In an academic context, the phrase ‘101’ denotes the basics – an introductory college course covering only the fundamentals. Crime 101, the second feature from Bart Layton (previously behind 2018 art-heist tale American Animals), is therefore aptly titled. It is, yes, a crime movie, exploring the fallout of a series of diamond robberies committed on stops along the US-101 Pacific Coast Highway. But for all its slick presentation and star cast, Crime 101 struggles to go beyond the basics – dealing in tropes and archetypes you’ve seen countless times.

Based on Don Winslow’s novella of the same name, the multi-stranded narrative weaves around a cop-vs-crook cat-and-mouse core. The mouse is Chris Hemsworth’s Mike, a jewel thief with a moral code who goes about his jobs with such placid precision that the police aren’t onto him. That is except for the cat, Mark Ruffalo’s Lou – a schlubby detective whose hunch about the case is routinely ignored by his department. When Mike’s control slips on a job, his confidence takes a knock, with consequences that ripple outwards – not only giving Lou a new lead, but causing complications for Halle Berry’s insurance broker Sharon, herself looking for a way to elevate her station; meanwhile, violent biker Ormon (Barry Keoghan) takes over Mike’s territory with chaotic results.
Solidly enjoyable, and well-constructed.
What unfolds is solidly enjoyable, and well-constructed.
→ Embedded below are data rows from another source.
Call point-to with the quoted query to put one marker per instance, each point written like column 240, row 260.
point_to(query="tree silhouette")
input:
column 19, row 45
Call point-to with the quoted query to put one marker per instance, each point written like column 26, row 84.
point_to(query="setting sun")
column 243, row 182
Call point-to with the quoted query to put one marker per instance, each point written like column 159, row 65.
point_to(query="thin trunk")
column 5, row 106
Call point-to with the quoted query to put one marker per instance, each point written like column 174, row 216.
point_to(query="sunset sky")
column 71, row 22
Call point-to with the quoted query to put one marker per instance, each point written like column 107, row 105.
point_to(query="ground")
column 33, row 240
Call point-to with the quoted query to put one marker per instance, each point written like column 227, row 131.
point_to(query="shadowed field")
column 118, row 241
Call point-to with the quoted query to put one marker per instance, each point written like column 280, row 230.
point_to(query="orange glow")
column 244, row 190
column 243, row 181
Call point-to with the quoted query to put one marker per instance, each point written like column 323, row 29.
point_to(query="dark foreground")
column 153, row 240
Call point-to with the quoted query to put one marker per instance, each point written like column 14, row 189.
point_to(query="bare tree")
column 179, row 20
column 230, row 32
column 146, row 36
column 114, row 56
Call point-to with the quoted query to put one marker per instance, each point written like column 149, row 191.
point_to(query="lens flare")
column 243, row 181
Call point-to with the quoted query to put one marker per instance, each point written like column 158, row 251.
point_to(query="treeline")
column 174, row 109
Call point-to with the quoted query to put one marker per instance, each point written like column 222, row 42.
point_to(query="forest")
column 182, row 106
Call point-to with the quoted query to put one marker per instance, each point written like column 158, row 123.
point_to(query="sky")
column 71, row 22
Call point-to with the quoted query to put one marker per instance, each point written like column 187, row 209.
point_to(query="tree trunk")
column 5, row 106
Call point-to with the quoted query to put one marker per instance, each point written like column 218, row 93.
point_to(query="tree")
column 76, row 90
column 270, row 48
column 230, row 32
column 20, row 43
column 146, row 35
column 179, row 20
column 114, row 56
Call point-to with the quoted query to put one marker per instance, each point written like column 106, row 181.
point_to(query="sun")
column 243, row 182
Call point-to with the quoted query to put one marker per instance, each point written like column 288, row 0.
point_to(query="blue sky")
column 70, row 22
Layton and cinematographer Erik Wilson capture L.A. with crisp digital photography, lending the whole thing an air of cool confidence. Two car chases, in which Layton puts pedal to the metal, deliver welcome adrenaline boosts amid the slightly overlong runtime. The core players all deliver too, proper movie stars in the kind of original grown-up thriller that comes along all too rarely. It’s particularly enjoyable to see Berry back in this kind of fare, as the character the audience can truly root for – overlooked by her misogynistic boss and prepared to take drastic action to get the kind of compensation she deserves.
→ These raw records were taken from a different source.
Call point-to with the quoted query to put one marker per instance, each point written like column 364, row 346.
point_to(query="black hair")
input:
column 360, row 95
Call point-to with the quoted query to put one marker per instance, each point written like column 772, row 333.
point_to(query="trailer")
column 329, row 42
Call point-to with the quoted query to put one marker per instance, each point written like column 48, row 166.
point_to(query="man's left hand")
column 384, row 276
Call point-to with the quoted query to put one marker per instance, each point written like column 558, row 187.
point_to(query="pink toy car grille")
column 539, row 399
It’s just that you’ve seen it all before. Anyone who watched HBO’s Task has literally seen Ruffalo play this hangdog cop archetype in the last year alone; Hemsworth is saddled with the thin role of a smooth criminal whose surface-perfect life – gasp! – has nothing real underneath it all. The film most comes alive when Keoghan revs in; but even this carnage-fuelled register is the actor’s comfort zone.
There’s not much wrong with what’s here, there’s just little to hold on to under that glossy surface. And if you’re not Heat, it’s easy to come off as tepid. Crime 101 is fine, but you’ll likely crave something more advanced.